To track software, package and environment managers such as Conda and Docker are very useful. Conda works similarly to brew or pyenv that were used in the legacy Andersen-Lab-Env.
Note
The software environments on Mac and Linux are not exactly identical...but they are very close.
Setting up Conda on Rockfish¶
Anaconda is a Python distribution that contains many packages including conda. Miniconda is a more compact version of Anaconda that also includes conda. So in order to install conda, we usually either install Miniconda or Anaconda. On Rockfish, Anaconda is already installed. However there are many versions of Anaconda, each can have a different version of Python and Conda. The current lab environments mainly used module load anaconda3/2022.05
(See Notes below for more info).
In your home directory ~/
, create a file called .condarc
and put the following lines into it. It sets the channel priority when conda searches for packages. If possible, in one environment it is good to use packages from the same channel.
channels:
- conda-forge
- bioconda
- anaconda
- defaults
auto_activate_base: false
envs_dirs:
- ~/.conda/envs/
- /home/<jheid>/data_eande106/software/conda_envs/
Using Conda¶
After loading the Anaconda module, one can create an environment and install packages into that environment:
# Create conda environment named "name_of_env"

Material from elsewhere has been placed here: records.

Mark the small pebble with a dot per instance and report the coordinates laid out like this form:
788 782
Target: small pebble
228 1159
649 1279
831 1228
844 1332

conda create --name name_of_env
# Create conda environment in a specific folder
conda create -p /home/<jheid>/data_eande106/software/conda_envs/test
# activate conda environment
# for some `conda activate` works and for others `source activate`
conda activate test
source activate test
# install package into conda environment
conda install bcftools
When looking to install a package, one resource to check out is anaconda.org, search for your package and run the install command listed on the page.
Note
Remember to keep in mind the different versions of software/packages. You could have bcftools-v1.10 or bcftools-v.1.12, so make sure you install the correct one!
Important
You can also install R packages with conda, however conda and R don't always work well together. Check out our quick fix here
Running Nextflow with conda¶
When running Nextflow, conda environments can be specified as part of a process or in the nextflow.config
file to apply to the entire pipeline (check out the documentation):
Conda within a process:
process foo {
conda '/home/<jheid>/data_eande106/software/conda_envs/cegwas2-nf_env'
'''
your_command --here
'''
}
Conda for the entire pipeline:
// in the nextflow.config file:
conda {
conda.enabled = true
conda.cacheDir = ".env"
}
process {
conda = "/home/<jheid>/data_eande106/software/conda_envs/cegwas2-nf_env"
}
Notes on conda versions on Quest vs Rockfish¶
As of the end of 2020, existing conda environments for the lab were mostly created by module load python/anaconda
from our previous file system, QUEST (which got automatically loaded with module git
by accident). It loads Python version 2.7.18 and conda 4.5.2. The other environments were created with module load python/anaconda3.6
(also from QUEST) which loads Python 3.6.0 and conda 4.3.30. To see versions, use conda info
or conda -V
.
As of 2023, conda environments will be generated with module load anaconda3/2022.05
from Rockfish, which loads Python version 3.9.12 and conda 4.12.0. From our limited testing so far, all environments generated in QUEST (now under ~/data_eande106/software/conda_envs/
) seem to be compatible with the version active in Rockfish
Once you activate an environment with conda activate env_name
or source activate env_name
, the default conda usually get re-directed to the conda that were originally used to create the environment. This is good because it helps ensure that all packages in the same environment uses the same version of conda. One can go to cd ~/.conda/env_name/bin
and readlink -f conda
or readlink -f activate
to see which version of conda is used by this environment. This is exactly how Nextflow determines which conda to use when using an existing conda environment.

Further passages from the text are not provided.